Use this same approach with freelancers who are essential to the team’s success. Freelancers will appreciate the feedback and discussion since they are less likely to get it elsewhere. (And, if they don’t appreciate the feedback, it’s a sign you should seriously consider cutting ties.) It also can help motivate freelancers to make your newsroom their top client priority. Finally, if the team has any critical content partnerships with other organizations, it’s key to find ways to review those as well.
g) Manage across the portfolio of target audience teams
From the perspective of the entire newsroom – indeed the entire news enterprise – target audience teams comprise a portfolio that senior leaders must manage and migrate toward audience and enterprise success. Each audience team is best viewed as a mini-enterprise that, when fully formed, has a business strategy and plan for success – not just a content and audience plan. (See Table Stake #7: Drive Audience Growth and Profitability From A “Mini-Publisher” Perspective)
Managing this portfolio of mini-enterprises involves:
- Setting performance expectations for the portfolio as a whole that, in turn, get allocated to the audience teams as well as the entire newsroom. (Newsroom-wide audience development can be tracked with a newsroom scorecard using the same design as the audience teams’ but inclusive of all traffic.)
- Regularly reviewing the performance of the audience teams collectively using the common scorecards that have been developed for them.

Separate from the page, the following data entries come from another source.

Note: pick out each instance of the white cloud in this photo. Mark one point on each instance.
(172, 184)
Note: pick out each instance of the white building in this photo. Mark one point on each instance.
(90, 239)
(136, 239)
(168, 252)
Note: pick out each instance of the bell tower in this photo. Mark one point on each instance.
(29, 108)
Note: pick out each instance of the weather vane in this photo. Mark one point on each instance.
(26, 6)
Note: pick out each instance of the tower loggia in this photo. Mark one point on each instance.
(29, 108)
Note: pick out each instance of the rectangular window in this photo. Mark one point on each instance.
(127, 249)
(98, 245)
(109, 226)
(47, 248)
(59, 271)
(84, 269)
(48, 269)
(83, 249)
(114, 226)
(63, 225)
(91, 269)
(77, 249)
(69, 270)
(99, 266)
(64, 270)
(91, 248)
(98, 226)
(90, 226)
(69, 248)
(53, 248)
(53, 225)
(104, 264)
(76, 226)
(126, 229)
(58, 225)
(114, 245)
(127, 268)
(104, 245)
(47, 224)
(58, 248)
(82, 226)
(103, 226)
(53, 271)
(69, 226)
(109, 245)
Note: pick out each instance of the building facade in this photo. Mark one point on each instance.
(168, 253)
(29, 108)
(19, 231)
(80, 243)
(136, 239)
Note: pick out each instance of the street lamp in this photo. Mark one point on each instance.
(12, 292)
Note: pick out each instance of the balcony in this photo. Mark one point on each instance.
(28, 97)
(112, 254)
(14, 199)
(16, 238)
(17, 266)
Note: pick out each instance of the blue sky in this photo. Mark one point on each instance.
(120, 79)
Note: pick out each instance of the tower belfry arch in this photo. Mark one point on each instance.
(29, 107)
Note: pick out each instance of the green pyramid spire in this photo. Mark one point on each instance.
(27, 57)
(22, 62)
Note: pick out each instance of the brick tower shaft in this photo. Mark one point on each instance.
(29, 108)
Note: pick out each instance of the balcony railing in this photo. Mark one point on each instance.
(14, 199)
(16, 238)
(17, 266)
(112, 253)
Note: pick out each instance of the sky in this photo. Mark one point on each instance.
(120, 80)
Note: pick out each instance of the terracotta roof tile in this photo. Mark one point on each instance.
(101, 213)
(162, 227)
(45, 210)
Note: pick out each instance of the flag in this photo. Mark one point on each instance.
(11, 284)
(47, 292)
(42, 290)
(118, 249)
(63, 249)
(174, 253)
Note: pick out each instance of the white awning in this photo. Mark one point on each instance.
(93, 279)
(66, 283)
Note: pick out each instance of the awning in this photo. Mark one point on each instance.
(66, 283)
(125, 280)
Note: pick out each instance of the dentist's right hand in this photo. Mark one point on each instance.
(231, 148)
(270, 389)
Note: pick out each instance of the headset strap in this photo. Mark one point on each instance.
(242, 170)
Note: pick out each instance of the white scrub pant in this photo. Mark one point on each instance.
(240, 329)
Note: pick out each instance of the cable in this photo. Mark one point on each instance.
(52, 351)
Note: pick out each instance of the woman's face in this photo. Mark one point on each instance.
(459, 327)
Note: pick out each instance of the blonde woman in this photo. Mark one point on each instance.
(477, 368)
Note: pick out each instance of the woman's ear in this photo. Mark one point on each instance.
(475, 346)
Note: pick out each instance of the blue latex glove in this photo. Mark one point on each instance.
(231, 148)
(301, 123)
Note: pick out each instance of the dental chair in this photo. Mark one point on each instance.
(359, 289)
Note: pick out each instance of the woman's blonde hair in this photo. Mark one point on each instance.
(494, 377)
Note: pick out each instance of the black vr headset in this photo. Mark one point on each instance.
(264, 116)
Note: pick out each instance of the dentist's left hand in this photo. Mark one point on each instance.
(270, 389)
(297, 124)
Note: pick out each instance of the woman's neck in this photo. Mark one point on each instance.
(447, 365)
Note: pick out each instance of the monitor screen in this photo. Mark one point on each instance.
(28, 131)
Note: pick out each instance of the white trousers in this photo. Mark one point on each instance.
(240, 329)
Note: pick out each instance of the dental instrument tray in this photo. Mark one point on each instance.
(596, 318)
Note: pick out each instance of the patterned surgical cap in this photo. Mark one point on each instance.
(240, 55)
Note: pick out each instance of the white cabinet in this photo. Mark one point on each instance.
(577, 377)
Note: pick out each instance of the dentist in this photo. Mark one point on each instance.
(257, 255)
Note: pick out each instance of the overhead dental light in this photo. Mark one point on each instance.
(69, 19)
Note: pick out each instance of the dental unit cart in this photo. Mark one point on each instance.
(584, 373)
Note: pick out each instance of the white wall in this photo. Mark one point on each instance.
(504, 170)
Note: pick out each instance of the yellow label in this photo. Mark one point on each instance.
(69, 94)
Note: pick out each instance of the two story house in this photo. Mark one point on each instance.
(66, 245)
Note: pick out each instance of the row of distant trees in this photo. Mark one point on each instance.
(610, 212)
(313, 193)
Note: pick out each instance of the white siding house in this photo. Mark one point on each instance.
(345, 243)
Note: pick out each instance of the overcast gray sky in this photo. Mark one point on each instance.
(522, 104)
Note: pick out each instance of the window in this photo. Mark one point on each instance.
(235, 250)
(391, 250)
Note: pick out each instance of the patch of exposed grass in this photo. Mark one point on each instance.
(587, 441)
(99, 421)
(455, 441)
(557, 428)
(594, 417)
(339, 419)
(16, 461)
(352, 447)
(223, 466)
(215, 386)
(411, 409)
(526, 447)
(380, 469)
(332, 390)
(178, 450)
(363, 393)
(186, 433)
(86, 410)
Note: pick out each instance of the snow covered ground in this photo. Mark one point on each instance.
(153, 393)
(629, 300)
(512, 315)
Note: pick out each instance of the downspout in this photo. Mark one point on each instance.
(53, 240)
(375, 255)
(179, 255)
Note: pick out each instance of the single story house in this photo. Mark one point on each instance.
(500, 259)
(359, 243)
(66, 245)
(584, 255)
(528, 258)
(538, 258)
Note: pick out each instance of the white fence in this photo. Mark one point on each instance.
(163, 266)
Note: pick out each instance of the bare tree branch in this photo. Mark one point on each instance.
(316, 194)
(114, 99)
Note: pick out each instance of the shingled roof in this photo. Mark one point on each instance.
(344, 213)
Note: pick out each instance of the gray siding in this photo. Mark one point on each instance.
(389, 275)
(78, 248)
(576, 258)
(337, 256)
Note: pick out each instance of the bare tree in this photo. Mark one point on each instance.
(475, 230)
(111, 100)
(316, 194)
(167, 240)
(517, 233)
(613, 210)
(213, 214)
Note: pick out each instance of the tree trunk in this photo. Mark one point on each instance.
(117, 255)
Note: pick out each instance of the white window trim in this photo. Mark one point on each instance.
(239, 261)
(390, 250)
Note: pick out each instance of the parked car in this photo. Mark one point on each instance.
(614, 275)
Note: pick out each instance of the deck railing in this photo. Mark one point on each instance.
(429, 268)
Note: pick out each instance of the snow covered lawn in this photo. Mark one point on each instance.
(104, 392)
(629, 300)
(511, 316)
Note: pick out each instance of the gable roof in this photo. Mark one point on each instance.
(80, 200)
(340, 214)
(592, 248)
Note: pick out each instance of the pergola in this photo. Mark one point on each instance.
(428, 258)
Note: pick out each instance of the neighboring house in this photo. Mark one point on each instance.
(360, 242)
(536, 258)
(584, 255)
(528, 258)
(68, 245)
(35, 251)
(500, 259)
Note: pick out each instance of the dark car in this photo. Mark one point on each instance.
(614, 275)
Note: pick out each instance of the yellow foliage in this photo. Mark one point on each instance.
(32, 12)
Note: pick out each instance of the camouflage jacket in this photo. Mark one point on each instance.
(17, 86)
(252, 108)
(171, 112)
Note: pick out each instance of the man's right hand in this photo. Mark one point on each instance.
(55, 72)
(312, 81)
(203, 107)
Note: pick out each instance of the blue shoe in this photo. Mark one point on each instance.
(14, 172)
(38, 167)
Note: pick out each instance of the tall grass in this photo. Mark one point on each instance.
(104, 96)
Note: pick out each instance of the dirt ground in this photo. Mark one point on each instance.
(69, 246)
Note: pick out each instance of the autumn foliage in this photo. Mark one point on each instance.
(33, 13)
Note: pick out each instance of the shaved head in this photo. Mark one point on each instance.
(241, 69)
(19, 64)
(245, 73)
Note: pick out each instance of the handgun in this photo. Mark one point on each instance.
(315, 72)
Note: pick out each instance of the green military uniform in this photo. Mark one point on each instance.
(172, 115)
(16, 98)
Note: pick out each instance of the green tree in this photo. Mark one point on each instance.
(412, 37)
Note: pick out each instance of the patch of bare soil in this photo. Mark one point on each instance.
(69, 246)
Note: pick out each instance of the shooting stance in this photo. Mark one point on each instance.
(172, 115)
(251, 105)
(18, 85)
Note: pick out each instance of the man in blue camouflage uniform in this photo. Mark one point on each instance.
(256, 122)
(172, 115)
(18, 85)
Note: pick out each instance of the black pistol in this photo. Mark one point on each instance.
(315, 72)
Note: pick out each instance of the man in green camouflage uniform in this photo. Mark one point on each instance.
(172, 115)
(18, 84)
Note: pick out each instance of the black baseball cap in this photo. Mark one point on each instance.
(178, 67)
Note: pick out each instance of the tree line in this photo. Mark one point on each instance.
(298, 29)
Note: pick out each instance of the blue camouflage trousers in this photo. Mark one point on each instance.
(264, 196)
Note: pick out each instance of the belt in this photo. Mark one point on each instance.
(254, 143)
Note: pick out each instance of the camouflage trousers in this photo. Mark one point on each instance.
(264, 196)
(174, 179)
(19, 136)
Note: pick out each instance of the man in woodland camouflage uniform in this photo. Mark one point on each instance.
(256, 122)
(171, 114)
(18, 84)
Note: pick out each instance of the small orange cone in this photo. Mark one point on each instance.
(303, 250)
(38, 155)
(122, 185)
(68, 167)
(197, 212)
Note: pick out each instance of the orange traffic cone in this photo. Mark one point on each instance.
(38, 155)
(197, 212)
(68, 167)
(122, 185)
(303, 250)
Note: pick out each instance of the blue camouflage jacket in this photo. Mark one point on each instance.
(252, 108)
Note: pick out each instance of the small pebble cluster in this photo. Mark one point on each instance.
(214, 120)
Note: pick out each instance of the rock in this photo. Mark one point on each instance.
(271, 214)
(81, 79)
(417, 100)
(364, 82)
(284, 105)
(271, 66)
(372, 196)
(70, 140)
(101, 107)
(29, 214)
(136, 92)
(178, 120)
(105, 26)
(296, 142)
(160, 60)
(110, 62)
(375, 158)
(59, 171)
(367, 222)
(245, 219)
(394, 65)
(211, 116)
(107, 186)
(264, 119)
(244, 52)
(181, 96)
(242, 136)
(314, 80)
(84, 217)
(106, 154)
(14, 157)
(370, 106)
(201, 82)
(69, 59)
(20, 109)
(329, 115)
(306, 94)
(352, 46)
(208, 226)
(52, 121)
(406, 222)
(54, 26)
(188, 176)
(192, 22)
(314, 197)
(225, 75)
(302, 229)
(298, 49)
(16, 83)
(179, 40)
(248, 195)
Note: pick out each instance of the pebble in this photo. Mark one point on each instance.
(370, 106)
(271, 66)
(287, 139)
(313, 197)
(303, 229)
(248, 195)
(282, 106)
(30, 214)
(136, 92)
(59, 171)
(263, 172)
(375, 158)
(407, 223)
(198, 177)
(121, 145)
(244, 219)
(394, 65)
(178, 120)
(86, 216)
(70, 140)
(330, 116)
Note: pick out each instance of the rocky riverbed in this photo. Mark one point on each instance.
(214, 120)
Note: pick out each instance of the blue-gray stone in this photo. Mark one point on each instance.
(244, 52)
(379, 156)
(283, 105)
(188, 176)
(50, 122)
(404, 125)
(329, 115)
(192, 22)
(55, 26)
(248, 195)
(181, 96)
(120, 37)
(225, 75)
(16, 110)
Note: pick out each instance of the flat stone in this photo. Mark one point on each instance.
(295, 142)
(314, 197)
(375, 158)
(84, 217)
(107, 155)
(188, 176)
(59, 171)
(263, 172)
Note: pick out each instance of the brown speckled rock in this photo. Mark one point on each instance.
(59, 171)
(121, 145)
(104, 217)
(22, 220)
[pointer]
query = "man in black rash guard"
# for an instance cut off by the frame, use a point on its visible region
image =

Such reviews should include the participation of groups beyond the newsroom – sales, marketing, events, technology, etc. – that need to be actively working with and across the audience teams.
- Assessing where to add or shift reporting and other resources across the target audience teams based on their performance and opportunities.
- Identifying where target audience teams need to be added, redefined or reconfigured.
- Working with the publisher, marketing, ad sales and others to convert the growth in local audiences into revenue opportunities and results.